Bringing writers and designers into the process earlier leads to better creative. It used to be all too common for creative groups to have a “throw it over the wall” mentality, where designers and writers were brought in during separate stages of a project. There was little interaction between the two, and neither understood where the other was coming from, which often led to miscommunication and a lot of revisions.
Today, with brands communicating across an endless array of marketing channels, it’s critical for these two disciplines to work together. Their partnership provides many benefits:
- Keeping brands fresh. The best brands are always evolving. If designers and writers work in a vacuum, it’s easy for brands to become stagnant. Together, they continue to discover ways to breathe new life into the brand.
- Succinctly conveying key messages. Marketers have just an instant to capture a prospective client’s attention in today's crowded marketplace. As brands produce huge volumes of content for print materials, websites, social media channels, mobile apps, and more, it’s increasingly important for designers and writers to work together to “visually” tell a story.

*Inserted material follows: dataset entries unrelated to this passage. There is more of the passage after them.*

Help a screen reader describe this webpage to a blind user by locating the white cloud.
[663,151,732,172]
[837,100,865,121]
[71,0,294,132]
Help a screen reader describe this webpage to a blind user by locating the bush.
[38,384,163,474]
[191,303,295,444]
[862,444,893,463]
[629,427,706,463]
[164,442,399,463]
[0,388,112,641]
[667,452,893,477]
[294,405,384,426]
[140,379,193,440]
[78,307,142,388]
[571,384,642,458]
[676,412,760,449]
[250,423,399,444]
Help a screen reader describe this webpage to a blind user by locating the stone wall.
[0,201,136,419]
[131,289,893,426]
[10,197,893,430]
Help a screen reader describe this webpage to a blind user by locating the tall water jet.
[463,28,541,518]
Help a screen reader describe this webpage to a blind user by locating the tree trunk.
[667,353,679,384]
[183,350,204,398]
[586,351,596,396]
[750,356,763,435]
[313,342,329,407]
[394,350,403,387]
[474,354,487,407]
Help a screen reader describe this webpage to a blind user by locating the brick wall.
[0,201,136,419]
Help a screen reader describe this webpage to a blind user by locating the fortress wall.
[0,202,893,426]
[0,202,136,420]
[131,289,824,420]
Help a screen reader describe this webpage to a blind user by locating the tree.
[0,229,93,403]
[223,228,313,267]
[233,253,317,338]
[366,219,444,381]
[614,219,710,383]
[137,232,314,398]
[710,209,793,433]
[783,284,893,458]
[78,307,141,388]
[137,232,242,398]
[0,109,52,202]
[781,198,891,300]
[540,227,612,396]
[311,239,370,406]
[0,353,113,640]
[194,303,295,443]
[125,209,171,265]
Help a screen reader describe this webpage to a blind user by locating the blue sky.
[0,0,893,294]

- Sparking the imagination. Sure, the word collaboration is completely overused, but it's true that the best creative ideas often result from collaborating with other creatives. It’s fantastic when creative minds have a chance to brainstorm together and throw out challenges to one another. What results will be completely unexpected! Like a designer unexpectedly coming up with the perfect ad headline or a writer helping bring their words to life through images.
- Keeping projects on track. By nature, writers and designers each focus on different elements of a creative project. When they’re involved in the creative process early on, they can each bring a distinct perspective that helps identify potential opportunities (and roadblocks), often saving time and money in the process. Clear communication between them will also reduce the amount of revisions required because each thought something different was most important.

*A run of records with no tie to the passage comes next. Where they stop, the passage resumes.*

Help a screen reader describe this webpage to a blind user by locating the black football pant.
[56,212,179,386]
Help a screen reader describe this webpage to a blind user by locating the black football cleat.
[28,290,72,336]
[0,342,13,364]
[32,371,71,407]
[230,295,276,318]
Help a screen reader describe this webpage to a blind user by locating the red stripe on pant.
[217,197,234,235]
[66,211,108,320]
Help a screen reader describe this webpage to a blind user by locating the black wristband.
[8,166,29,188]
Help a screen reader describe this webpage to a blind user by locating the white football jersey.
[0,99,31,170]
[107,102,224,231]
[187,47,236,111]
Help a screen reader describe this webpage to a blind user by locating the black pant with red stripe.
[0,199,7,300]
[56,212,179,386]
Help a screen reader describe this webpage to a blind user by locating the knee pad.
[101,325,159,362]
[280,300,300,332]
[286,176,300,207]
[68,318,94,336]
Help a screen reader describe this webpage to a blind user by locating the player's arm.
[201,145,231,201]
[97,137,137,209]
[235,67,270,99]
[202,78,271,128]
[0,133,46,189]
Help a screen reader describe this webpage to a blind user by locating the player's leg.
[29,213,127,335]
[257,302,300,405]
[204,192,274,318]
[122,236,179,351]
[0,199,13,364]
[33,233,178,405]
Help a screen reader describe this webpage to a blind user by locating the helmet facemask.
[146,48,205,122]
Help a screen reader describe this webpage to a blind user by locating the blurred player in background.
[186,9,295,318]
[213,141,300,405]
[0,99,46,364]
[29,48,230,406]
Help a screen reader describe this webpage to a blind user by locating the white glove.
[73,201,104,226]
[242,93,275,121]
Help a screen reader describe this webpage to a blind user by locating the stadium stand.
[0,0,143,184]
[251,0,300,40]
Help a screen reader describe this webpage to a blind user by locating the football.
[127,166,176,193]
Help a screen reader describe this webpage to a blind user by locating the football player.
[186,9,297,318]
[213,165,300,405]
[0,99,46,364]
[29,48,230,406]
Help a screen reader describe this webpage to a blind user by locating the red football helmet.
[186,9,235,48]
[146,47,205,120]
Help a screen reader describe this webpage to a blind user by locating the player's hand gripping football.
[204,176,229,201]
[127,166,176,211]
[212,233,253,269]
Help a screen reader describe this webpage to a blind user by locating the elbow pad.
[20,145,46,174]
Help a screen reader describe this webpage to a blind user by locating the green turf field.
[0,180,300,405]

- Appreciating each other’s position. When they work alone, it’s easy for a writer and a designer to develop an adversarial relationship. The writer frets over limited space to write a SEO-optimized headline, or the designer struggles to make a copy-heavy brochure look appealing. When they’re working in sync, they rethink their own assumptions and together find a way to create the best experience for the audience.
Ultimately, writers and designers work better as a team. So no matter what your role is within your own creative team, be an advocate for the union of content and design. Then we can all live happily ever after.